Die Krankenhäuser waren angewiesen, verletzte Demonstranten nicht aufzunehmen. Amir war verletzt, aber er schwebte nicht in Lebensgefahr.

Er wurde ins Laleh-Krankenhaus verlegt, wo seine Verletzungen behandelt wurden. Ein Agent des Regimes setzte durch, dass er das Krankenhaus verließ.

Amir: „Ich wollte nur friedlich demonstrieren. Ich war nicht bewaffnet. Ich habe niemanden beleidigt. Ich habe nur schweigend dagestanden.“

Amir: „Ich habe nichts getan, wovor man sich fürchten muss. Ich werde (freiwillig zur Polizei) gehen und zurückkommen.“

Amirs Bruder: „Brauchst du einen Rollstuhl?“ Amir: „Nein, ich kann stehen. Liebhaber sterben im Stehen.“

Nach Verlassen des Krankenhauses brachte die Familie Amir zur Präventionspolizei am Enghelab-Platz. Dort wurde er abrupt von seiner Familie getrennt.

Seine Familie musste die Polizeistation verlassen, ohne sich von Amir verabschieden oder letzte Worte mit ihm wechseln zu können.

Wenige Stunden später kehrte sein Bruder zur Polizeistation zurück. Ihm wurde mitgeteilt, dass drei Busse die Station verlassen hatten, einer davon war nach Evin gefahren, die anderen beiden nach Kahrizak. Es war der 10. Juli, 20:00 Uhr.

Am folgenden Tag wurde den Familien der am 9. Juli Verhafteten mitgeteilt, sie sollten „10 Tage warten“.

Am 14. Juli 2009 traf ein Bus mit 130 Gefangenen aus Kahrizak in Evin ein. Ein Agent verlas die Namen. Amir war nicht dabei.

Amirs Familie kam jeden Tag mit einem Foto von Amir nach Evin. Keiner der freigelassenen Gefangenen erkannte ihn.
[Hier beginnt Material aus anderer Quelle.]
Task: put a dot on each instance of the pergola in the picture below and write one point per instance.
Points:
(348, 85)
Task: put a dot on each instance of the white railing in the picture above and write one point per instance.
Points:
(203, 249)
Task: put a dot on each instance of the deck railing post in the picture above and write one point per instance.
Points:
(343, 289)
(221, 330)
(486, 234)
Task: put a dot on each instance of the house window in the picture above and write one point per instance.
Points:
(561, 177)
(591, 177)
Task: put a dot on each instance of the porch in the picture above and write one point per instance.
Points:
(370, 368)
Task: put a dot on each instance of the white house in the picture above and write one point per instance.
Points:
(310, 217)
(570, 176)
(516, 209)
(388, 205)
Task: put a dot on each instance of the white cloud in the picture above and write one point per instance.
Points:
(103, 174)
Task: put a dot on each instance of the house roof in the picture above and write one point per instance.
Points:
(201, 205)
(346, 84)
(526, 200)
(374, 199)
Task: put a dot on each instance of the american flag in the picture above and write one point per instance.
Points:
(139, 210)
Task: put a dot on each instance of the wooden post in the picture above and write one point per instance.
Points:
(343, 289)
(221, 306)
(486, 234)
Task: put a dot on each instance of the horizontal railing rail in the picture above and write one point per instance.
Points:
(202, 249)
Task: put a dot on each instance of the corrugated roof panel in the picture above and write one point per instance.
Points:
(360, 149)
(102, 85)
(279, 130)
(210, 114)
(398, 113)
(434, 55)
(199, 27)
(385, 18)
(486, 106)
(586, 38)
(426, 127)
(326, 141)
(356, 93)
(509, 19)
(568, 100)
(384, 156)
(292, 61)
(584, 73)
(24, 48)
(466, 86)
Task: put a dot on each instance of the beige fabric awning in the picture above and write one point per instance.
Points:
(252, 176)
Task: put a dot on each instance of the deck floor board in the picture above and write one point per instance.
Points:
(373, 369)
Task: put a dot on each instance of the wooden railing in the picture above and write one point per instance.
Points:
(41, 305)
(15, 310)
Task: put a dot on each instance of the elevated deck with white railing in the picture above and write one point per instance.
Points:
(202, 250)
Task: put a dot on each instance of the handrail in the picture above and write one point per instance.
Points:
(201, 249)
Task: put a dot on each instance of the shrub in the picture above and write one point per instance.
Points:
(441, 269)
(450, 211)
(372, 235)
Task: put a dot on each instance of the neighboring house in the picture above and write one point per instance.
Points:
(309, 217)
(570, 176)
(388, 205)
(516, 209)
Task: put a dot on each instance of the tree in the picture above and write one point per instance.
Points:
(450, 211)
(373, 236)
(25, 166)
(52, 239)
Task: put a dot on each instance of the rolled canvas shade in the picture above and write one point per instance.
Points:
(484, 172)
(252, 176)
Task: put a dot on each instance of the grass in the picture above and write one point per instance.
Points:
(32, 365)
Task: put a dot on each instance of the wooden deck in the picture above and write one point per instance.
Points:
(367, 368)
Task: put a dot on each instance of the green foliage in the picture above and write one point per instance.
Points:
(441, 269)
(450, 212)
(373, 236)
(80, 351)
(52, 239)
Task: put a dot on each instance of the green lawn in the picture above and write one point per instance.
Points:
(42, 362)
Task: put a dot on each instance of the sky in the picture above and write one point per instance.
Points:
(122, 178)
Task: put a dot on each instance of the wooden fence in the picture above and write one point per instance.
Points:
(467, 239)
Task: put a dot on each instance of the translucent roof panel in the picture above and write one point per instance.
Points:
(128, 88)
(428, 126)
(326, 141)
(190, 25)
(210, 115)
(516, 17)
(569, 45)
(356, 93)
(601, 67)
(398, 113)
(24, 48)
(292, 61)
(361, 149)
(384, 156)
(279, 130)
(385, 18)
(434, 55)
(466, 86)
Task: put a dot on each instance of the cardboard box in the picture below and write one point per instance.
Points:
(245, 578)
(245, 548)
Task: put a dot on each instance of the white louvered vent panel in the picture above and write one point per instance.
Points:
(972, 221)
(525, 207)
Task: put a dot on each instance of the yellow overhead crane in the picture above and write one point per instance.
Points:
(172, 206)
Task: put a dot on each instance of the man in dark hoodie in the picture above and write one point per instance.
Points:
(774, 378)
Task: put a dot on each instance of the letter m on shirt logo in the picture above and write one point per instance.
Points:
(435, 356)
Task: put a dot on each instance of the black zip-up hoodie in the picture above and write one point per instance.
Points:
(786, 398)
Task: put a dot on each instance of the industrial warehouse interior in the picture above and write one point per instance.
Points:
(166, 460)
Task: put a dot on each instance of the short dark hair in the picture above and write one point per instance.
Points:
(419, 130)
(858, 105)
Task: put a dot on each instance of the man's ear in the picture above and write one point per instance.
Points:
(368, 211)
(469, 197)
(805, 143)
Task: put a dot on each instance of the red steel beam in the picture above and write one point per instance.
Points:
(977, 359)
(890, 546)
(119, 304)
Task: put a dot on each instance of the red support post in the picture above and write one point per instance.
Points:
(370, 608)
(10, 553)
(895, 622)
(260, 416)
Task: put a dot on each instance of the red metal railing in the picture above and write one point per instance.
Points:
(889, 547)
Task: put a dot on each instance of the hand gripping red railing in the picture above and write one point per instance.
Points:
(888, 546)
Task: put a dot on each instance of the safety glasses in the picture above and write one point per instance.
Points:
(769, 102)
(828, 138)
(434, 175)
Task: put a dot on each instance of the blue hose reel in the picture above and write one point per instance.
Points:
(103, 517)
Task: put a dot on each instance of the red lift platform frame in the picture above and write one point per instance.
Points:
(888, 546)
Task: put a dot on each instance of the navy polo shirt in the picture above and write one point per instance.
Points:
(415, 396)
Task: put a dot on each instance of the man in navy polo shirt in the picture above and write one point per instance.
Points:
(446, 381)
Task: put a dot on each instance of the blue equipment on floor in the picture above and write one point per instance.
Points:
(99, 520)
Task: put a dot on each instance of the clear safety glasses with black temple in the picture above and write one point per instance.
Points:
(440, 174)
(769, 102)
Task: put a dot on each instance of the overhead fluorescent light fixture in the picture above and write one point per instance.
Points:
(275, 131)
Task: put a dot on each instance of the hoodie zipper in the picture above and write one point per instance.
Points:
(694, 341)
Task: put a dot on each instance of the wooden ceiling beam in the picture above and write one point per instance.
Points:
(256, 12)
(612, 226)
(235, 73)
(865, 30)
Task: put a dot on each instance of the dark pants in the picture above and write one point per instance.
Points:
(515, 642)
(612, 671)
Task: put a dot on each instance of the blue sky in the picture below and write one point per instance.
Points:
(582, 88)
Am 25. Juli erfuhr die Familie, dass Amir getötet worden war. Er starb am 14. Juli, nach vier Tagen im Gefängnis Kahrizak, während eines Transports mit dem Bus.
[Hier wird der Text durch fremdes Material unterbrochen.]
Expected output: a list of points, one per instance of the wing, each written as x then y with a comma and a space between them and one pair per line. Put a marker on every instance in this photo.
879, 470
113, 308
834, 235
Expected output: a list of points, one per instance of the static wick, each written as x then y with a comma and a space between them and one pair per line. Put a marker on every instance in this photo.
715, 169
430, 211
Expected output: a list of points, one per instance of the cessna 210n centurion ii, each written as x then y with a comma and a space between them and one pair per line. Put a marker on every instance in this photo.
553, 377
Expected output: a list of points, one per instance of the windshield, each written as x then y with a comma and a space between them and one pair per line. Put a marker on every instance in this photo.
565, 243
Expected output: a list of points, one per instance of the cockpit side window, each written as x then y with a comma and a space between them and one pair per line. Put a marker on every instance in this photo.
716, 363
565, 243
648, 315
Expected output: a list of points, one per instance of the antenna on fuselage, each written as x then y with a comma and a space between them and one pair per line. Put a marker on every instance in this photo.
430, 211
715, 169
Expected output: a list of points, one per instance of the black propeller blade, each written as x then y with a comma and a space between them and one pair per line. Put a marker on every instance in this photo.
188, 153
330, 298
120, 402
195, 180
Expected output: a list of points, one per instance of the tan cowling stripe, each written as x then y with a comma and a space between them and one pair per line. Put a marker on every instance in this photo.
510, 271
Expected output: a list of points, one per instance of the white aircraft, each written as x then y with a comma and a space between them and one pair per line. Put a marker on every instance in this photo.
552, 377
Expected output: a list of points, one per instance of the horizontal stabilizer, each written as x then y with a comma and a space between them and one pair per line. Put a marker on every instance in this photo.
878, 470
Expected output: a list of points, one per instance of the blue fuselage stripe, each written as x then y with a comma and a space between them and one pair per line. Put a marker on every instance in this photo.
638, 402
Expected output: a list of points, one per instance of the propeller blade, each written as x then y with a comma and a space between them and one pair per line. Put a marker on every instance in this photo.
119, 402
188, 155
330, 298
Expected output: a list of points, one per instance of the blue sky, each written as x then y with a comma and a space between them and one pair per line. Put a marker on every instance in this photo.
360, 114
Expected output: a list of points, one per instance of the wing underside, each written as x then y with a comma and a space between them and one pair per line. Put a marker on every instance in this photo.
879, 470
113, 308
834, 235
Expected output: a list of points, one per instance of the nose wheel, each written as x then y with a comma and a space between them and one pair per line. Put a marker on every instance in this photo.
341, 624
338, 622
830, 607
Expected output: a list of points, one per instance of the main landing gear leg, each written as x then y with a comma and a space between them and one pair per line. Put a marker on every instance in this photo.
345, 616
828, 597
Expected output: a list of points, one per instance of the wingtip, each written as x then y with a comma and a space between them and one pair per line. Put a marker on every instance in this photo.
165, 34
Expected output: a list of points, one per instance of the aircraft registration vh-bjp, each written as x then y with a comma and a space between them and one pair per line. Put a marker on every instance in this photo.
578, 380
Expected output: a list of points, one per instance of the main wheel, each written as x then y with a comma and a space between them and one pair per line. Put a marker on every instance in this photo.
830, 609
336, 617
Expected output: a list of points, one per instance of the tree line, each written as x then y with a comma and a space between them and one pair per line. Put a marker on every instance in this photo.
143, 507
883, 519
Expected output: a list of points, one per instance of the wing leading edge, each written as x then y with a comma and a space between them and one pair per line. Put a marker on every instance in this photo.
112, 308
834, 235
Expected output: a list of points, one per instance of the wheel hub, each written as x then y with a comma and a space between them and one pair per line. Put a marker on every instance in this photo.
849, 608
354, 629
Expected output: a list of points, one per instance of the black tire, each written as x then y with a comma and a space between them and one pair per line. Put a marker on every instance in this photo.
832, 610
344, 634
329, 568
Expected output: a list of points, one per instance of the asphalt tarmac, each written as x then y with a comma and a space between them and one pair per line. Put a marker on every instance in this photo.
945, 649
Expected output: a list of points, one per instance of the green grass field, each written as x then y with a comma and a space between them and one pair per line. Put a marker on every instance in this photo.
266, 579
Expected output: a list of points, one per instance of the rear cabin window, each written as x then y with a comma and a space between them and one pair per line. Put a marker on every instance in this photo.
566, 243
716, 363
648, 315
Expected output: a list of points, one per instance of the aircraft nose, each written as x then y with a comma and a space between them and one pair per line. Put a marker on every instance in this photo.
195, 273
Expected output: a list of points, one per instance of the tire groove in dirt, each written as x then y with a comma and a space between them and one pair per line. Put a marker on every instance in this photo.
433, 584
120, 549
Schließlich erkannte einer der aus Kahrizak freigelassenen Gefangenen am 24. Juli Amir auf dem Foto und informierte die Familie, dass Amir tot ist.

Am 25. Juli wurde die Familie aufgefordert, zur „rechtsmedizinischen Abteilung“ von Kahrizak zu kommen, um die Leiche zu identifizieren. Es war Amirs Bruder, der ihn identifizierte.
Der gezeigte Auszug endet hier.